Why is important to Social work; The social justice slant:
• What kind of disaster preparedness do we have? Is it a failure of government that doctors and nurses are put into these situations?
• Poe asked this question in national conference of hospital disaster planning, “how long should health care workers have to be with their patients who may not survive?”
• Fink (news investigator) asked these questions in her article: “Which patients get limited care, and who decides? Where is the line between appropriate care and mercy killing?
• Is what happened at Memorial ethical or is it illegal?
• Also mentioned were the issues/concerns of euthanasia (assisted suicide)?
• Tracy Washington (a civil rights attorney), also interviewed on Democracy Now, noted that recovery in New Orleans was based on promises and not based on rights.
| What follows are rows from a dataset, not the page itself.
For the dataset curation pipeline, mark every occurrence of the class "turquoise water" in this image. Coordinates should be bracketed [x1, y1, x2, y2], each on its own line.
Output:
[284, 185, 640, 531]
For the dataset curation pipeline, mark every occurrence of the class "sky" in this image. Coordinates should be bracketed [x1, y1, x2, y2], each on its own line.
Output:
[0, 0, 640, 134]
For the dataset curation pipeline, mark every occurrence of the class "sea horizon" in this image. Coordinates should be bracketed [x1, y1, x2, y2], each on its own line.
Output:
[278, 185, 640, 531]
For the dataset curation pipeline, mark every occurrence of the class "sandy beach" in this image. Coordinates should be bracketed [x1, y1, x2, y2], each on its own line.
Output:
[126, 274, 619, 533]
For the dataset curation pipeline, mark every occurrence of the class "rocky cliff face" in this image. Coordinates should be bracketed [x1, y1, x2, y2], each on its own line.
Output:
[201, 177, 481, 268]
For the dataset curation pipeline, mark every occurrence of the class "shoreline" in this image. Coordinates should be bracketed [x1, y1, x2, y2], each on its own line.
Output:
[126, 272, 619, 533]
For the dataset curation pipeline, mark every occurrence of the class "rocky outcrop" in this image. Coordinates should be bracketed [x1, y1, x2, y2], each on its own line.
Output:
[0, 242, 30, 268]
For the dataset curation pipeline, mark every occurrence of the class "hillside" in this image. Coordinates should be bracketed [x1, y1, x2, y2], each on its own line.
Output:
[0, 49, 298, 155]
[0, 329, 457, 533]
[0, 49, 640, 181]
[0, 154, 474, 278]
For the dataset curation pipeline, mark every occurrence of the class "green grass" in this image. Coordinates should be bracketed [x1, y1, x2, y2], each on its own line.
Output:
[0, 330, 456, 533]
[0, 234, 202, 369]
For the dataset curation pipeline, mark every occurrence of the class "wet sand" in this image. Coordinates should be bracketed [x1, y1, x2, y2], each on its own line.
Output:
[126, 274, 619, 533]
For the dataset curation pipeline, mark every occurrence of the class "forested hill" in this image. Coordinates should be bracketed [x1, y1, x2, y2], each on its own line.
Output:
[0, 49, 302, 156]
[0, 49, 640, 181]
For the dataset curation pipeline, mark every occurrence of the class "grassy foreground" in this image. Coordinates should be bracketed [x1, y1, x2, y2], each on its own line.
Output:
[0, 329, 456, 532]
She mentioned Charity Public Hospital, a teaching hospital, which was hit by the storm, is still not reopened, and that it was the best trauma one facility in the area. After Katrina, it was cleaned out and prepared to take in patients and was put into “surgery ready” condition. The state of Louisiana said that they could get money from federal government to repair the hospital, but due to lack of coordination between the state and federal government, the hospital is still closed. She also mentioned inadequate mental health services after Katrina. She said if you have a mental health crisis, the only place to go is Parish Prison, where you can be locked up for 30 day. She brought up issues of race and class status pertaining to housing. She said the most marginalized people, Blacks and Hispanics, are having difficulty returning home. They got a one-way ticket and no way of affording to get back. She said, “It affects this community, it affects how we live and it affects the color of this community.” Has the recovery plan of New Orleans failed to include comprehensive health and mental health services?
• Also on Democracy Now activist Rebecca Solnit, who studies disaster sociology, made a powerful point that amidst the chaos of disaster, a sense of community was built. She wrote a book called A Paradise Built in hell: The Extraordinary Communities that Arise in Disaster. She wonders how did they come together? Improvised communities were built up all over New Orleans yet the media framed a picture savageness and fear amongst people. A sense of joy in helping each other was achieved but not talked about. Normal roles and boundaries were removed, and people had to make strong decisions to take care of each other, really people came together. The truth is that the majority of people were altruistic, generous and heroic. They displayed courage.
As I reflect back on my own training as a certified EMT and Wilderness First Responder, and soon to be social worker, I wonder what decisions I would have made under those same conditions. Has anyone trained or actually done CPR for more than two minutes? It gets very tiring fast. What values do we as a sociality hold against the sick and ageing? As a social worker, what social justice ethics does this bring up? What policies can we lobby for to protect ALL people in future natural disasters? What inequalities and injustices were made against people of color and low economic status? How can we take the ideas of building healthy and positive communities and put them into practice not only after disaster strikes? These questions came to me as I read and listened to the stories told about the decisions made Memorial Hospital. I don’t necessarily have the answers, it just brings up so much, but find it important to consider when talking about human rights.

References
Fink, S. (2009) Strained By Katrina, a Hospital Faced Deadly Choices. New York Times Magazine. Retrieved 9/8/09: http://www.nytimes.com/2009/08/30/magazine/30doctors.html?_r=2&scp=1&sq=%93T e%20Deadly%20Choices%20at%20Memorial%94%96Investigation%20of%20New%2 Orleans%20Hospital%20Tells%20Story%20of%20How%20Medical%20Staff%20Euth nized%20Patients%20in%20Katrina%20Aftermath&st=cse
Goodman, Amy (August 31, 2009). Democracy Now: The War and Peace Report (Radio Broadcast). Pacifica Public Broadcast.